Re: how to use Yarn API to find task/attempt status

2016-03-10 Thread David Morel

On 10 Mar 2016, at 18:21, Frank Luo wrote:


Thanks David/Jeff.

To avoid further confusions, let me make sure I am clear on what I am 
trying to do: I would like to know how many hours in a day my cluster 
is running at its full capacity, and when that happens, how long is my 
waiting queue. I founded similar information on Ambari as below, but 
I’d like to dive deeper, hence asking.


From what I see, container per job information, especially pending 
containers, is only available from an application’s trackingUrl, but 
that just applies to M/R jobs. I am not able to get the same 
information from a Tez applications’ trackingUrl (Tez’s url 
doesn’t do anything for hdp2.2).  So how does Ambari find the 
information out?


Using the REST API you'd query the resource manager's "apps" method, 
then the appmasters through the RM proxy with the "jobs" method 
(sequentially, using the app ids found at step 1 in turn). Works for MR, 
there used to be an issue with spark jobs, haven't looked at that.
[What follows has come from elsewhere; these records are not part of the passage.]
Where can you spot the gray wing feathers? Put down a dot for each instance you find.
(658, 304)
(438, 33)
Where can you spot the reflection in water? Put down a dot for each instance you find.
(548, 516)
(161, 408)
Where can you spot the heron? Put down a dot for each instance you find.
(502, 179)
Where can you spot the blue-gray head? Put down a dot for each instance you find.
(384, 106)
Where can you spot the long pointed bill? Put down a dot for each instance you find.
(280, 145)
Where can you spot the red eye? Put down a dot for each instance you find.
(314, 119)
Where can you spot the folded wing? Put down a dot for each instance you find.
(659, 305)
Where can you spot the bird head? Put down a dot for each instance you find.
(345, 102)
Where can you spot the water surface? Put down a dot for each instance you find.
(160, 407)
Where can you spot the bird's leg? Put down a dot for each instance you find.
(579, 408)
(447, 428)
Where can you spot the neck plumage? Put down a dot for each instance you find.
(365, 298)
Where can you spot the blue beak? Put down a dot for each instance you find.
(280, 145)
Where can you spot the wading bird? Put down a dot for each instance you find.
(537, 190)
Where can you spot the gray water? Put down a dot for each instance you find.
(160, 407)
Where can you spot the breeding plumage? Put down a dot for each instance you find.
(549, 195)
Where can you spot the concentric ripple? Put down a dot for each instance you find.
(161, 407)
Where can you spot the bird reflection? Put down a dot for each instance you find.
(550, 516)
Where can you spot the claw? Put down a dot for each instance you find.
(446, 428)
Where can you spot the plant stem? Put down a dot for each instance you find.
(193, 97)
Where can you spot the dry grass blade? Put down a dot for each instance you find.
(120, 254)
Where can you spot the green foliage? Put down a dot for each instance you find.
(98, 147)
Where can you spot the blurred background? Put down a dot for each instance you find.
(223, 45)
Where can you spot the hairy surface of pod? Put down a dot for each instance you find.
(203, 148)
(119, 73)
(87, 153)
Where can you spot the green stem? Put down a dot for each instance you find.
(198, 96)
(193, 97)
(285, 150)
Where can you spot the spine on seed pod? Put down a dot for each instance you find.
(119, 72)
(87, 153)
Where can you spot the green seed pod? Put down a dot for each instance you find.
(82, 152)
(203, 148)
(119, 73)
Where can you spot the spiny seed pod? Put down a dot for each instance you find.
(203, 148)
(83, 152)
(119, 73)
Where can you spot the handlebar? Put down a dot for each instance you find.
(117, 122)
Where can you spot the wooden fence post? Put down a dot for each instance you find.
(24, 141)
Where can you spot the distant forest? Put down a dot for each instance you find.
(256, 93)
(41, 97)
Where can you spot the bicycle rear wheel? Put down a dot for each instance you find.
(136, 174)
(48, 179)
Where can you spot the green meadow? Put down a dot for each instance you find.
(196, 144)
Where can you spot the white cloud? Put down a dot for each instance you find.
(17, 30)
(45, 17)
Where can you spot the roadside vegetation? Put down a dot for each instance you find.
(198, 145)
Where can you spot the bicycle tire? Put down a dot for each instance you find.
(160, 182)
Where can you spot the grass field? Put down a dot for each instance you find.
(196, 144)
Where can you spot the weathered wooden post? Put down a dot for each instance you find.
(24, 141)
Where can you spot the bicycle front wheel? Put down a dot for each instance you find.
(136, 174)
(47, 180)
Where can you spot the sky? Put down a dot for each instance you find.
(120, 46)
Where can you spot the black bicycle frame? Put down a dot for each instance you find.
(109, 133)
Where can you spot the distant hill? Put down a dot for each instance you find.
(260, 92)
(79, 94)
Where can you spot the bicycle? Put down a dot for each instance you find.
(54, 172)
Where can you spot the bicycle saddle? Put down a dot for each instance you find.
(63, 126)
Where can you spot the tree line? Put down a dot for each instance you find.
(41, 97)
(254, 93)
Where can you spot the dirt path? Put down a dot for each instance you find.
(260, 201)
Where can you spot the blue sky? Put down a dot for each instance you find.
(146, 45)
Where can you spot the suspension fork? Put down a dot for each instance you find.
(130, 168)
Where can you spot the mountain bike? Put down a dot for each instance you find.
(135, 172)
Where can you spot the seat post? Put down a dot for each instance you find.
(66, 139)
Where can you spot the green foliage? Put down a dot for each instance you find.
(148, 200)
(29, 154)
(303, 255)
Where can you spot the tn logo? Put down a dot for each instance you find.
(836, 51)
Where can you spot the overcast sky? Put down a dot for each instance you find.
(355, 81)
This 
is only for running jobs; you'd probably want to query the history 
server too which may return more complete info with less indirection. 
Also, have a look at the "scheduler" method on the RM, which you may 
find useful.


The docs are here:
https://hadoop.apache.org/docs/r2.7.1/hadoop-yarn/hadoop-yarn-site/ResourceManagerRest.html
https://hadoop.apache.org/docs/r2.7.1/hadoop-yarn/hadoop-yarn-site/NodeManagerRest.html

For MR stuff:
https://hadoop.apache.org/docs/r2.7.1/hadoop-mapreduce-client/hadoop-mapreduce-client-core/MapredAppMasterRest.html
https://hadoop.apache.org/docs/r2.7.1/hadoop-mapreduce-client/hadoop-mapreduce-client-hs/HistoryServerRest.html

But most useful is probably the timeline server, which I didn't have a 
chance to use and possibly provides what you need:

https://hadoop.apache.org/docs/r2.7.1/hadoop-yarn/hadoop-yarn-site/TimelineServer.html#Timeline_Server_REST_API_v1

All this from memory since I haven't touched a cluster lately, and 
hoping it's not completely missing the point ;-)


David




[cid:image001.png@01D17ABE.06C936C0]

From: David Morel [mailto:dmo...@amakuru.net]
Sent: Thursday, March 10, 2016 1:03 AM
To: Jeff Zhang
Cc: user@hadoop.apache.org; Frank Luo
Subject: Re: how to use Yarn API to find task/attempt status


The REST API should help. A working implementation (in perl, not java, 
sorry) is visible here : http://search.cpan.org/dist/Net-Hadoop-YARN/

Read the comments, they matter :-)
Le 10 mars 2016 7:28 AM, "Jeff Zhang" 
<zjf...@gmail.com<mailto:zjf...@gmail.com>> a écrit :

If it is for M/R, then maybe this is what you want
https://hadoop.apache.org/docs/r2.6.0/api/org/apache/hadoop/mapreduce/JobStatus.html



On Thu, Mar 10, 2016 at 1:58 PM, Frank Luo 
<j...@merkleinc.com<mailto:j...@merkleinc.com>> wrote:
Let’s say there are 10 standard M/R jobs running. How to find how 
many tasks are done/running/pending?


From: Jeff Zhang [mailto:zjf...@gmail.com<mailto:zjf...@gmail.com>]
Sent: Wednesday, March 09, 2016 9:33 PM
To: Frank Luo
Cc: user@hadoop.apache.org<mailto:user@hadoop.apache.org>
Subject: Re: how to use Yarn API to find task/attempt status

I don't think it is related with yarn. Yarn don't know about task/task 
attempt, it only knows containers. So it should be your application to 
provide such function.


On Thu, Mar 10, 2016 at 11:29 AM, Frank Luo 
<j...@merkleinc.com<mailto:j...@merkleinc.com>> wrote:

Anyone had a similar issue and knows the answer?

From: Frank Luo
Sent: Wednesday, March 09, 2016 1:59 PM
To: 'user@hadoop.apache.org<mailto:user@hadoop.apache.org>'
Subject: how to use Yarn API to find task/attempt status

I have a need to programmatically find out how many tasks are pending 
in Yarn. Is there a way to do it through a Java API?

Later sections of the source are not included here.